All those measures are intended to curb Portland's critical shortage of affordable housing and spike in homelessness.

The council voted Wednesday to extend for a second time its a declared "housing emergency." It also voted to extend a renter protection policy adopted in February by six months to give city officials time to implement a permanent renter's rights policy.

Instituted in 2015, the emergency declaration has encouraged spending on housing, allowed for flexibility in where city and county officials can open shelters and fast-tracked building permits for affordable housing projects. The council extended the declaration by 18 months and charged the Portland Housing Bureau and the city and county's Joint Office on Homeless Services to develop criteria for when the city should lift the temporary rules.

Commissioners hope to implement permanent rules in the city's zoning codes by then. They might include permanent zoning exemptions that allow for homeless camps such as Right 2 Dream Too or emergency homeless shelters in the winter.

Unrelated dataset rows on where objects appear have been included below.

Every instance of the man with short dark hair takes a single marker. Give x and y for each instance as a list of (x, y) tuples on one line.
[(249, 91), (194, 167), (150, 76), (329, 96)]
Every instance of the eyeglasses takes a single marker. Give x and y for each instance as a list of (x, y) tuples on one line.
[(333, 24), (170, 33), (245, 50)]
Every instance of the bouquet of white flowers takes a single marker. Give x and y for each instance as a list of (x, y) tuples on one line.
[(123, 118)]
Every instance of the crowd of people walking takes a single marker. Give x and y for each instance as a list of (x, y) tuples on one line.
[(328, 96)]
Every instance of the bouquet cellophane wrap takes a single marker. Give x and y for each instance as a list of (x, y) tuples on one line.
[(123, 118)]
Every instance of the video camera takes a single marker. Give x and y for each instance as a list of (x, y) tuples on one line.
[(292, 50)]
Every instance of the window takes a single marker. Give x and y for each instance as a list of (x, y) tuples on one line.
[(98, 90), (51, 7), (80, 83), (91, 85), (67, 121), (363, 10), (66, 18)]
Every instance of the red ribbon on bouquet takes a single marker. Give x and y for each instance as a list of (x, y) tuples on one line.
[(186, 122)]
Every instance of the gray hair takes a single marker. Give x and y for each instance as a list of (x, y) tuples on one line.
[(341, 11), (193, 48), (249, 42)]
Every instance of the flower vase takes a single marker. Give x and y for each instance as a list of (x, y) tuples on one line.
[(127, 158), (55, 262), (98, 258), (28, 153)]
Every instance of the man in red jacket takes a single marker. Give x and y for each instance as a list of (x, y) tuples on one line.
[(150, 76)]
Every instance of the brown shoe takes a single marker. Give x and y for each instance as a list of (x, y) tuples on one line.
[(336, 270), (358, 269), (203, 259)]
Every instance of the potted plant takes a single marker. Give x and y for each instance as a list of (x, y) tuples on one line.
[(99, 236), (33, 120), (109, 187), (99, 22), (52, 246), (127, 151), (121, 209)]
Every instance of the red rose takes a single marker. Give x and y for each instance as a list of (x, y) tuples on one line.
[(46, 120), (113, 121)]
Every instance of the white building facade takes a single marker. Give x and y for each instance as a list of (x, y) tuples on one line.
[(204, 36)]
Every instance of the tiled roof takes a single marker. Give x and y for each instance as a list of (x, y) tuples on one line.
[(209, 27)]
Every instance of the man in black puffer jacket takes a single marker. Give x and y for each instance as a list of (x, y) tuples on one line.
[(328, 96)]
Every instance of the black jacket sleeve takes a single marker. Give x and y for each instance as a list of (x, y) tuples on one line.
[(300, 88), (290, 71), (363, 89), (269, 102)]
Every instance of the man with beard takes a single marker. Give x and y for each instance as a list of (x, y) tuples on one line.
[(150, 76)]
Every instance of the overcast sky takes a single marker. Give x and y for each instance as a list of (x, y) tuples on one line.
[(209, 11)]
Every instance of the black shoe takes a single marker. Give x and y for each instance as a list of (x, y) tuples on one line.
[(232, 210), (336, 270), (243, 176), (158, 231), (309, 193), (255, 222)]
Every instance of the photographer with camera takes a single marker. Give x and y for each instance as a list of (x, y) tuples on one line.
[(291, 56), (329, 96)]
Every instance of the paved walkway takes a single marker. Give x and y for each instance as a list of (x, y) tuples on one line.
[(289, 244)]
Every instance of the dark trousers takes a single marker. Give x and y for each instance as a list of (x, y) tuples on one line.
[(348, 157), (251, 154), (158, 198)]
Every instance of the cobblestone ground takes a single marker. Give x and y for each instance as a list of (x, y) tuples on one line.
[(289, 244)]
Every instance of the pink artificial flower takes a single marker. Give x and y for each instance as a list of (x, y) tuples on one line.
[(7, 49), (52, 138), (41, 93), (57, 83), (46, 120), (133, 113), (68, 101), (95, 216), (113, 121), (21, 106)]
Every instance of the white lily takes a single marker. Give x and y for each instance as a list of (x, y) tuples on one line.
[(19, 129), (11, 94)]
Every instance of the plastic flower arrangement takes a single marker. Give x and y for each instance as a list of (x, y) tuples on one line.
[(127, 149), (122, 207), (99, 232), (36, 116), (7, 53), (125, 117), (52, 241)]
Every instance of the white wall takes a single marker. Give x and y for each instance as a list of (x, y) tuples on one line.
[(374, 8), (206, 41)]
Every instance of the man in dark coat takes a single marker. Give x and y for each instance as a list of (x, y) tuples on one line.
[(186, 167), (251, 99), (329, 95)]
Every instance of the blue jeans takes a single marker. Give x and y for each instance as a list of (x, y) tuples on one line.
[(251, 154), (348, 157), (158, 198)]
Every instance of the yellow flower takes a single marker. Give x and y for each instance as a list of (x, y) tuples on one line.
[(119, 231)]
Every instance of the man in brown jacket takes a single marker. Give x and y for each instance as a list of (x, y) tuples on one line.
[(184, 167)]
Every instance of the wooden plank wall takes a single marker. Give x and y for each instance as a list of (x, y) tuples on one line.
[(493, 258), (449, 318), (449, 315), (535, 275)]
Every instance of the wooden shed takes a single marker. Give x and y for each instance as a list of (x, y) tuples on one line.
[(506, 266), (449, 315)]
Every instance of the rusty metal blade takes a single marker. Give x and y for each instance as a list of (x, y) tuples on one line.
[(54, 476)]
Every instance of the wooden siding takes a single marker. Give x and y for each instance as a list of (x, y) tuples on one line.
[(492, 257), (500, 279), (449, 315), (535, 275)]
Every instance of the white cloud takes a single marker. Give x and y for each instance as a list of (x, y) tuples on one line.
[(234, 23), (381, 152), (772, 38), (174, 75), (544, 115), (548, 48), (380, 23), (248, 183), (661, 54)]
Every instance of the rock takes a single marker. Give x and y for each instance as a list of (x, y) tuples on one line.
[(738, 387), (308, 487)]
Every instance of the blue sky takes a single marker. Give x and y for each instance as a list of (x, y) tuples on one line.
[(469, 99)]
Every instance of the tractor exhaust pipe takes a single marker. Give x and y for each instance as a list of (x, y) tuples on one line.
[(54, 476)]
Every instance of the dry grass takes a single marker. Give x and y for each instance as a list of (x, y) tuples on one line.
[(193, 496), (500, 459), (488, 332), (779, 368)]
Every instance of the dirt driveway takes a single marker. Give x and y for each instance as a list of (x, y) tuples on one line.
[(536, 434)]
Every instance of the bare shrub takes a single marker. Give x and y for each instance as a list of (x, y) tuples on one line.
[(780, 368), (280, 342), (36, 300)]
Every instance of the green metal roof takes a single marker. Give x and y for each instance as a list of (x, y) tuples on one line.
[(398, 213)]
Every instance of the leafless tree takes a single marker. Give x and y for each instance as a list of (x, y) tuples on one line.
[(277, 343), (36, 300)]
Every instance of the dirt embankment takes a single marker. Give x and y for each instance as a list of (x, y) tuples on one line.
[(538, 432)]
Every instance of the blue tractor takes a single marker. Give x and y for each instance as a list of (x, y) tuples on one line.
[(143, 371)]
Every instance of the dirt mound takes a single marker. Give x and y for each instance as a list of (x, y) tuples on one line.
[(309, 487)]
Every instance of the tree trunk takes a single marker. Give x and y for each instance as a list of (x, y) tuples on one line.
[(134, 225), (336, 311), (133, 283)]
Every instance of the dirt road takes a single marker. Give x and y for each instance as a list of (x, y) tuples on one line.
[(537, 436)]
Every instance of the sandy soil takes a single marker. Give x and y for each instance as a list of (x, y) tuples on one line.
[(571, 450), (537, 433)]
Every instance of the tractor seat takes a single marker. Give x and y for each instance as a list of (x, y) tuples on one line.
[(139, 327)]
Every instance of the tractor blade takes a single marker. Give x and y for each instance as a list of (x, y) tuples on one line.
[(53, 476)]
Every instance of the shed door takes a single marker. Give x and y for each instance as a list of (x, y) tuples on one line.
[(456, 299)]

"There's more we need to do to stabilize the systems that impact housing and homelessness in our community," Mayor Ted Wheeler said. "This is an emergency that requires action now."

Led by former housing advocate and city Commissioner Chloe Eudaly early this year, the council adopted a tenant protection rule that requires landlords to pay $2,900 to $4,500 in relocation costs to renters whom they evict without cause or who must move as the result of a rent increase of 10 percent or more.

The council extended that policy, set to expire Friday, by six months. Wheeler, the housing commissioner, pledged to bring a permanent renter protection rule back to the council on December 6.

Dozens of renters urged the council Wednesday to take the rule further.

They shared experiences of landlords finding ways around the rule such as increasing rents by 9.97 percent instead of 10 percent and requiring renters to pay for utilities that the landlord previously covered.

They advocated for closing an exemption for "mom and pop" landlords who only rent one unit. The impact on the renters is harmful, regardless of who the landlord is, they said.

Many of the most vulnerable tenants rent from smaller landlords because they can't access "mainstream" rental opportunities due to criminal histories or other "troubled records," said Katrina Holland, executive director of renter advocacy group Community Alliance of Tenants.